I think this was fixed by https://github.com/kubernetes-sigs/kind/commit/45c5aa40234752cdb65fd353e553ff13f0945c13 ,

aojea avatar Oct 25 '21 21:10 aojea

thanks a lot for the prompt reply! i'm not too familiar with the ci workflows of this repo. I see that the 1.22.2 image has been getting updated with merges to main. would that image work if I use it with kind v0.11.1? or we'd need to wait for v0.11.2 (or v0.12.0)? thanks! 🙏

ivotron avatar Oct 26 '21 04:10 ivotron

I see that the 1.22.2 image

use that image, it will work without upgrading the kind binary

aojea avatar Oct 26 '21 07:10 aojea

thanks @aojea! we've tested with 1.22.2 and problem persists. as a workaround, we're using an image obtained from this commit on our fork https://github.com/vectorizedio/kind/commit/fc74b98229783c265ca4ac8043b395364d72f4a2

ivotron avatar Oct 28 '21 14:10 ivotron

@ivotron if there is a bug with the detection I'd like to have it fixed, can you please paste the iptables version used on those systems?

aojea avatar Oct 30 '21 16:10 aojea

In our CI infrastructure, it happens approx. 1 every 20 executions.

This is the interesting part I think. What different happens on these runs? Is docker failing to inject iptables rules into the nodes in time?

We also have this detection issue with podman, there hasn't been a great way to deal with this proposed yet.

This version of the Amazon Linux 2 AMI is a legacy iptables system as it doesn't have nftables.

As in, doesn't have nftables at all? Maybe we can detect this case @aojea ?

Any fix we find here is also a fix that Kubernetes itself would need, as the detection logic matches how kube-proxy's image handles this.

BenTheElder avatar Nov 02 '21 20:11 BenTheElder

As in, doesn't have nftables at all? Maybe we can detect this case @aojea ?

I've downloaded an amazon 2 kvm image and is funny, it doesn't have the nft binaries indeed, but it doesn't have any iptables rule at all :)

Agree, detecting the binary seems more reliable

Any fix we find here is also a fix that Kubernetes itself would need, as the detection logic matches how kube-proxy's image handles this.

kubernetes has kubelet inserting iptables rules, that may break the tie. I think that if this logic was broken we should have lots of bug reports in k/k , but we don't, doesn't mean we should not improve it

aojea avatar Nov 02 '21 22:11 aojea

Agree, detecting the binary seems more reliable

maybe probing for the kernel module inside the entrypoint?

the binary isn't actually necessarily relevant ... PATH for dockerd may not be PATH for kind

BenTheElder avatar Nov 02 '21 22:11 BenTheElder

maybe probing for the kernel module inside the entrypoint?

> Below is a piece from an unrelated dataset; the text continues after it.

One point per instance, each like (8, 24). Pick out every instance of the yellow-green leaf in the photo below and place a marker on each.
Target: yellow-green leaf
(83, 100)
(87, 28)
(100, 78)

the only difference are the binaries, the kernel structured are the same TL;DR https://developers.redhat.com/blog/2020/08/18/iptables-the-two-variants-and-their-relationship-with-nftables#using_iptables_nft

aojea avatar Nov 02 '21 23:11 aojea

the only difference are the binaries, the kernel structured are the same TL;DR

that's not strictly true? e.g. you can not load the iptables modules if you are using nft. they speak to different kernel modules.

alternatively we might just need a wrapper around calling iptables-$version-save with a timeout to prevent hanging, since if the command exits we should see that there are no rules and default to legacy.

BenTheElder avatar Nov 02 '21 23:11 BenTheElder

that's not strictly true? e.g. you can not load the iptables modules if you are using nft. they speak to different kernel modules

🤔 I'm not sure, I think that the only difference is the userspace , besides that, this is not the problem here ... I can ask some iptables hackers if needed

alternatively we might just need a wrapper around calling iptables-$version-save with a timeout to prevent hanging

The command reported to hang already has a timeout, it had a bug that was fixed with that behaviour, but since it has a timeout already I can not understand how it can hang, we need to debug this more before assuming anything

aojea avatar Nov 03 '21 07:11 aojea

I forgot we already have the timeout ... 🙃

BenTheElder avatar Nov 03 '21 07:11 BenTheElder

but it doesn't have any iptables rule at all :)

Docker should be creating some, I'm not sure why that's not the case here. For example the docker embedded DNS is implemented with iptables rules inside the container network namespace.

I don't use EC2 so I won't be debugging this one further for now, but that doesn't make sense.

Also again, we are shipping the same logic now that kube-proxy uses (and we were previously, but we needed to update it to keep in sync), so this system is seemingly broken for running Kubernetes directly on the host as well.

BenTheElder avatar Nov 18 '21 19:11 BenTheElder

This issue has gotten old and we can't reproduce it.

Will revisit if we see further reports.

BenTheElder avatar Apr 18 '23 04:04 BenTheElder